Leacht cuimhne, Eochaill, Co. Galway
Co. Galway |
Holy Sites & Wells
In a field near Eochaill in County Galway, a squat stone pier rises just under two and a half metres from the ground, topped with a cross inscribed with the letters IHS, a Christogram derived from the Greek name for Jesus and long used as a devotional symbol in Catholic memorial art.
It is not a church monument, not a grave marker in any conventional sense, but a leacht cuimhne, a type of commemorative structure rooted in Irish tradition, somewhere between a wayside memorial and a standing monument, built to keep particular names in local memory.
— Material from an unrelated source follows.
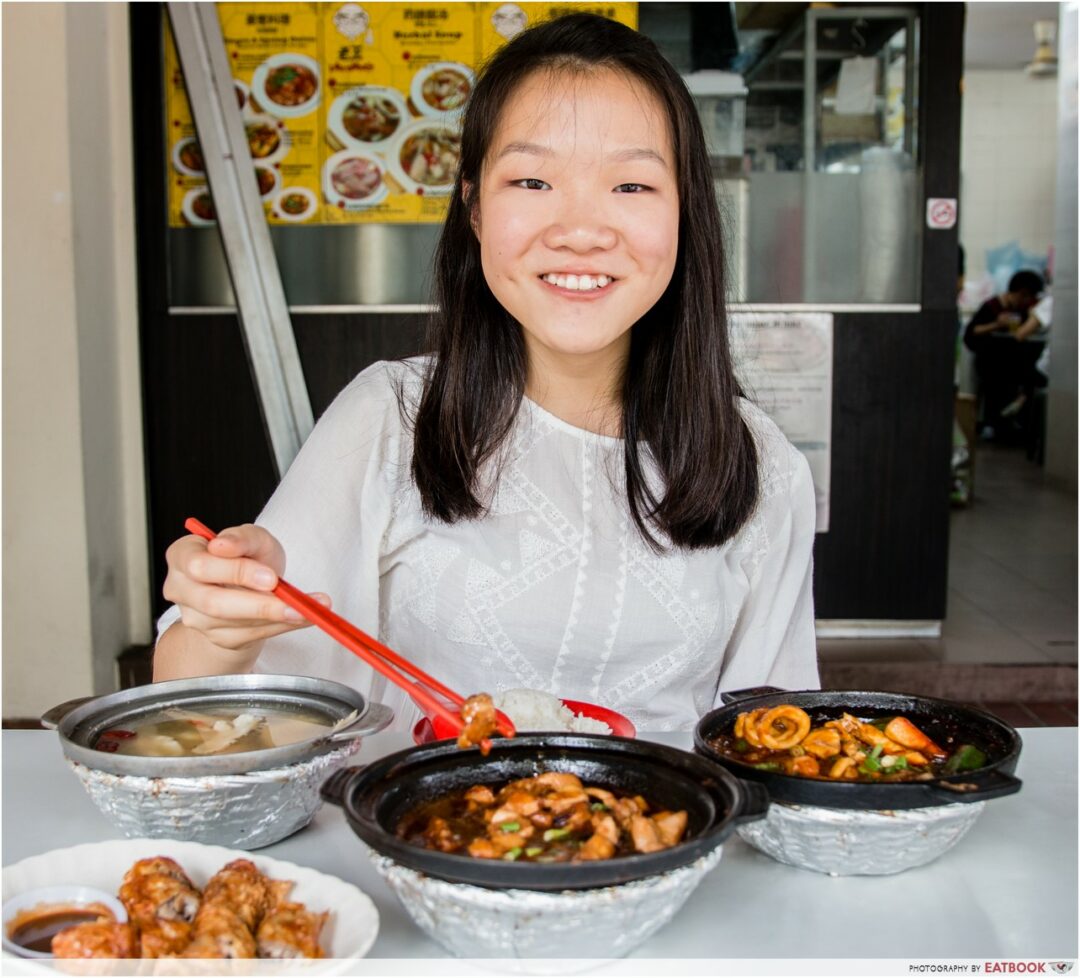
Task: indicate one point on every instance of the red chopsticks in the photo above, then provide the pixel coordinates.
(377, 655)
The pier itself is carefully constructed, mortared and square, measuring 1.2 metres on each side. Three plaques are set into its faces: one on the north-west side, two on the south-east. Together they record Rodger Connelly, his wife Anne Connell, and her son Michl, with dates spanning from 1853 to 1872. That nearly twenty-year range across the three inscriptions suggests the monument was added to over time, each death prompting a new plaque rather than a new structure. The family names, slightly variant in spelling between husband and wife, reflect the fluid orthography common in nineteenth-century Ireland, when names were often written phonetically or anglicised inconsistently from one document to the next. The monument was documented by Tim Robinson, whose meticulous mapping of Connemara and the Aran Islands in the late twentieth century brought many such overlooked structures into the written record.